A team of British and American researchers combined new data from NASA/ESA’s Hubble Space Telescope with previous data from NASA’s Spitzer Space Telescope and ESO’s Very Large Telescope to create an amazingly detailed atmospheric analysis of exoplanet WASP-39b. The results are the most in-depth analysis of an exoplanet atmosphere possible with available technology.
“We need to look outward to help us understand our own Solar System,” said lead investigator, Hannah Wakeford of the University of Exeter and of the Space Telescope Science Institute, in a press release.
An absence of high-altitude atmospheric clouds gave Hubble a clear view deeper inside WASP-39b, making it the perfect target for observation. The exoplanet sits 700 light-years from Earth and orbits a star similar to the Sun. Because WASP-39b is comparable in mass to Saturn but is much closer to its star than Saturn is to the Sun, it is categorized as a “hot Saturn.” The name gives away the obvious temperature disparity: WASP-39b is a sweltering 1,382 degrees Fahrenheit (750 degrees Celsius), while Saturn averages -288 degrees Fahrenheit (-142 degrees Celsius). The exoplanet is tidally locked to its sun, meaning the same side faces its star all the time, but the world’s strong winds blast enough heat to its dark side to make both sides equally hot.
It was predicted that, like Saturn, WASP-39b would be home to water vapor. The team tested this by analyzing the starlight that passed through the exoplanet’s atmosphere. As starlight travels through the atmosphere, it combines with emission from atmospheric atoms and molecules into a single signal. By examining the spectrum and removing the components due to starlight, researchers were able to see the types and amounts of atmospheric gas present.
They found that WASP-39b has much more water than expected, about three times the amount that Saturn has.
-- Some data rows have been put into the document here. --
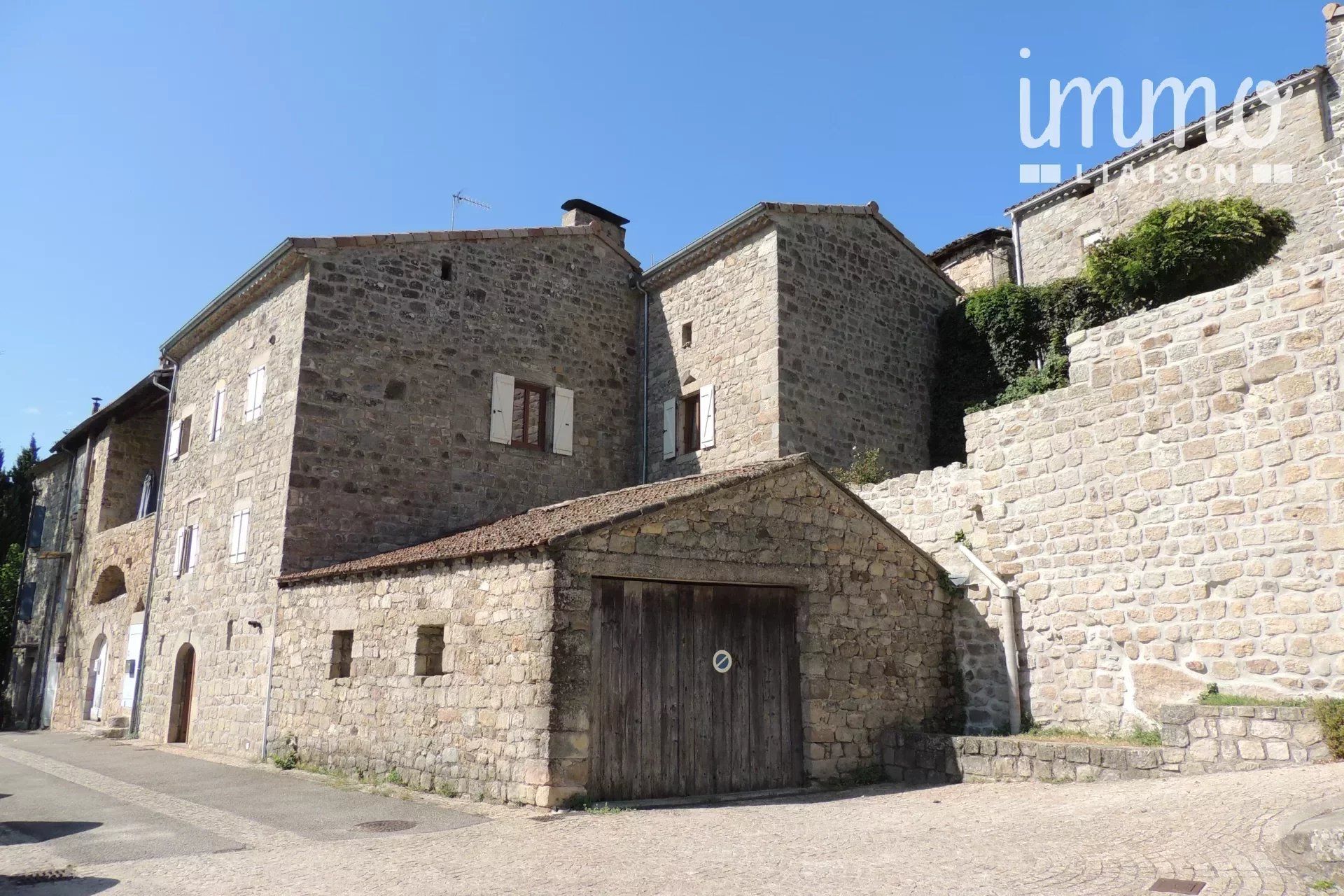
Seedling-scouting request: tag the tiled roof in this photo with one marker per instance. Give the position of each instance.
(990, 234)
(1139, 153)
(555, 523)
(734, 232)
(280, 261)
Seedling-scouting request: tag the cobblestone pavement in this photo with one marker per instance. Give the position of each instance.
(1107, 839)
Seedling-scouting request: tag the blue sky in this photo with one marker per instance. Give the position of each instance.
(153, 152)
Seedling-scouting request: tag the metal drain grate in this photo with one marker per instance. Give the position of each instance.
(38, 878)
(1176, 886)
(384, 827)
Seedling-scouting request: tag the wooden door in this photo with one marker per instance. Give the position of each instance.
(664, 722)
(185, 680)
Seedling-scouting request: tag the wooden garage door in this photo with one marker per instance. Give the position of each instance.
(664, 722)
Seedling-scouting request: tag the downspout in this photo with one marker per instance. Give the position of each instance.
(1008, 594)
(1016, 246)
(76, 546)
(270, 669)
(57, 605)
(153, 550)
(644, 379)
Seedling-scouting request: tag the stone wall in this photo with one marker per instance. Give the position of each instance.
(874, 628)
(480, 729)
(858, 339)
(1242, 738)
(34, 638)
(932, 508)
(1051, 237)
(1172, 517)
(225, 610)
(393, 433)
(732, 304)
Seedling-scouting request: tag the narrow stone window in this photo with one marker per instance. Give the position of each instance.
(690, 424)
(429, 650)
(343, 648)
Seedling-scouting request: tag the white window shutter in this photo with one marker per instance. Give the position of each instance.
(706, 416)
(176, 551)
(562, 438)
(670, 429)
(502, 409)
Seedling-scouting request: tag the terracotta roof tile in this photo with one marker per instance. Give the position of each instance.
(554, 523)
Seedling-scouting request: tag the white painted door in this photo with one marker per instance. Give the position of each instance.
(128, 682)
(100, 675)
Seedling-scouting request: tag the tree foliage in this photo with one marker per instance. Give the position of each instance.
(1009, 342)
(1187, 248)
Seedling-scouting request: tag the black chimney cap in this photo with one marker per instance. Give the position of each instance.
(597, 211)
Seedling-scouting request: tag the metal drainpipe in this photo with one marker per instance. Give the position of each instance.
(76, 546)
(644, 413)
(153, 551)
(1016, 248)
(54, 606)
(1008, 594)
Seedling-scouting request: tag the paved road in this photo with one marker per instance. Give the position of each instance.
(137, 820)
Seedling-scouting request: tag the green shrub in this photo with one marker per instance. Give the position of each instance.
(1331, 715)
(1009, 342)
(864, 469)
(1187, 248)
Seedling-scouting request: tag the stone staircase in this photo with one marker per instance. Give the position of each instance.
(113, 727)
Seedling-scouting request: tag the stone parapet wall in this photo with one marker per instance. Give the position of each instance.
(1196, 739)
(1171, 519)
(1240, 738)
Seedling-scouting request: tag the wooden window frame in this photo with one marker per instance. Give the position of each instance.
(690, 434)
(543, 399)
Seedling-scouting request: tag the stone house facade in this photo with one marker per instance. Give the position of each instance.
(1297, 169)
(792, 328)
(1170, 520)
(505, 704)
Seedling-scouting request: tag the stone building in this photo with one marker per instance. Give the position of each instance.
(1297, 169)
(568, 650)
(980, 260)
(86, 573)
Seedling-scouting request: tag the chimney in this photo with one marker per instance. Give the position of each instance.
(1334, 14)
(580, 213)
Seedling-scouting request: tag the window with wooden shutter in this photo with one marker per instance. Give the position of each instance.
(670, 429)
(528, 418)
(255, 393)
(238, 527)
(706, 416)
(502, 409)
(562, 435)
(217, 416)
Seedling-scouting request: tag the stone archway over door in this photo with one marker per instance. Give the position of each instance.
(97, 679)
(183, 684)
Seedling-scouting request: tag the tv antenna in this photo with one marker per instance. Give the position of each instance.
(457, 200)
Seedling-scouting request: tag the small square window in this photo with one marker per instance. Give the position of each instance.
(690, 424)
(429, 650)
(343, 648)
(528, 416)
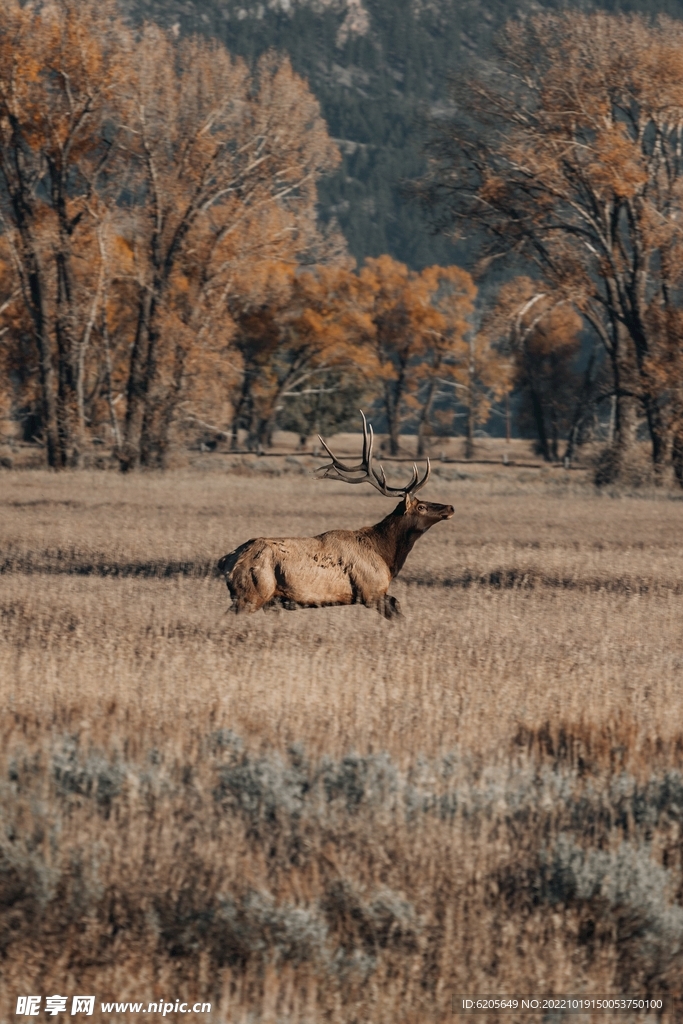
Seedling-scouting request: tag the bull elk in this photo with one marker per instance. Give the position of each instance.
(342, 566)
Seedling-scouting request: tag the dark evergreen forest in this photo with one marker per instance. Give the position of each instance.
(376, 88)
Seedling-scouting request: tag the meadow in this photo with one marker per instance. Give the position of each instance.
(319, 815)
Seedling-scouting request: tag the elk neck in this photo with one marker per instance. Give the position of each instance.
(393, 539)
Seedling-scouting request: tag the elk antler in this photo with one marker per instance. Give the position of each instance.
(338, 471)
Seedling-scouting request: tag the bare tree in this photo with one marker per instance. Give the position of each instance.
(570, 157)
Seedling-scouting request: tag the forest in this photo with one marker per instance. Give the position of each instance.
(167, 274)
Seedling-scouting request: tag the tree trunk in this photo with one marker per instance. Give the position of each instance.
(677, 456)
(540, 421)
(129, 457)
(424, 418)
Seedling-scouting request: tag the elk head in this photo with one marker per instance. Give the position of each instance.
(422, 514)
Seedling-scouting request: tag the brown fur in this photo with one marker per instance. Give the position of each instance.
(342, 566)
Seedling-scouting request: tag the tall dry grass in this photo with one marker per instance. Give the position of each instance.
(319, 815)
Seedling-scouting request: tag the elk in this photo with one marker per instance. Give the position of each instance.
(342, 566)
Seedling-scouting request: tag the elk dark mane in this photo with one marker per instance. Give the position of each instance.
(342, 566)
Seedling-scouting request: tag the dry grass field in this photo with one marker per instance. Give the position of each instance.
(321, 815)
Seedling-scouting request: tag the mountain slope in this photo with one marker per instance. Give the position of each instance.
(377, 67)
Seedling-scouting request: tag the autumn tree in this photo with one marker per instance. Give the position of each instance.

The high amount of water implies that at one point, the exoplanet was blasted with large amounts of icy materials that accumulated in its atmosphere. However, this wouldn’t have been possible with the scorching temperatures raining down from its host star. The researchers believe that WASP-39b actually formed much farther away from its star than sits now and proceeded to make a significant trek inward over time.
“Exoplanets are showing us that planet formation is more complicated and more confusing than we thought it was. And that’s fantastic!” said Wakeford.
The team hopes to conduct a more in-depth analysis of WASP-39b with NASA’s James Webb Space Telescope, which is set to launch in 2019 and will be able to detect atmospheric carbon. “By calculating the amount of carbon and oxygen in the atmosphere, we can learn even more about where and how this planet formed,” said Wakeford.
WASP-39b holds the throne for the most finely observed exoplanet atmosphere for now, but with our rate of exploration and ever-advancing technology, it shouldn’t get too comfortable.